—Usted tranquilo —bostezó Merricat.
—Lo mismo va por ti, Keriv —agregó Godorik, mirando al conserje con el ceño fruncido.
—¡Jefe! —protestó este, dando un paso atrás—. Yo nunca te delataría.
—Oh, es verdad —recordó el jefe de planta, volviéndose hacia Keriv—. ¿Qué haces tú aquí?
—Nada —el muchacho se frotó las manos nerviosamente—. Eh, lo mismo que ha dicho Godorik vale por mí. Yo no digo nada de que le he visto a usted aquí esta noche, y usted no dice nada de que me ha visto a mí.
Merricat arrugó la frente.
—Está bien —dudó—. Pero…
—Si me disculpáis, discutidlo entre vosotros —gruñó Godorik—. Yo tengo que marcharme.
—¡Espere, Díaz! —llamó aún el jefe de planta, mientras Godorik salía de la habitación y se largaba por el pasillo en dirección a la tercera planta—. No olvide comunicarme sus descubrimientos, ¿de acuerdo?
Godorik se volvió.

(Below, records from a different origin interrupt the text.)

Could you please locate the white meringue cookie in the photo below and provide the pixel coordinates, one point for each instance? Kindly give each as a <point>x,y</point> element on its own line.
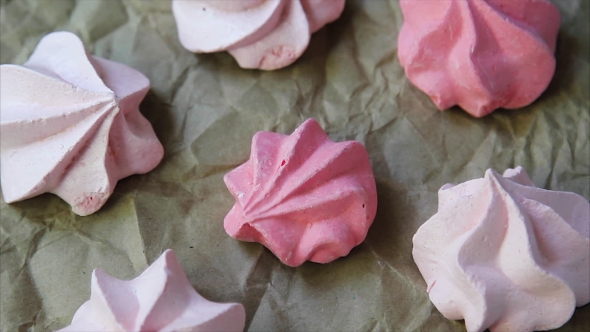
<point>160,299</point>
<point>505,255</point>
<point>264,34</point>
<point>70,125</point>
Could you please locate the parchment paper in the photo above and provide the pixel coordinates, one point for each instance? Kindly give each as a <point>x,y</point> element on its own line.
<point>205,109</point>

Iluminada por la luz amarillenta que salía del cuarto del ordenador general, Merricat esbozaba una sonrisa tan falsa como ridículamente entusiasta, y hacía varios gestos de ánimo.
—¿Por qué no hay nadie normal en esta ciudad? —farfulló, y se apresuró en alcanzar las escaleras.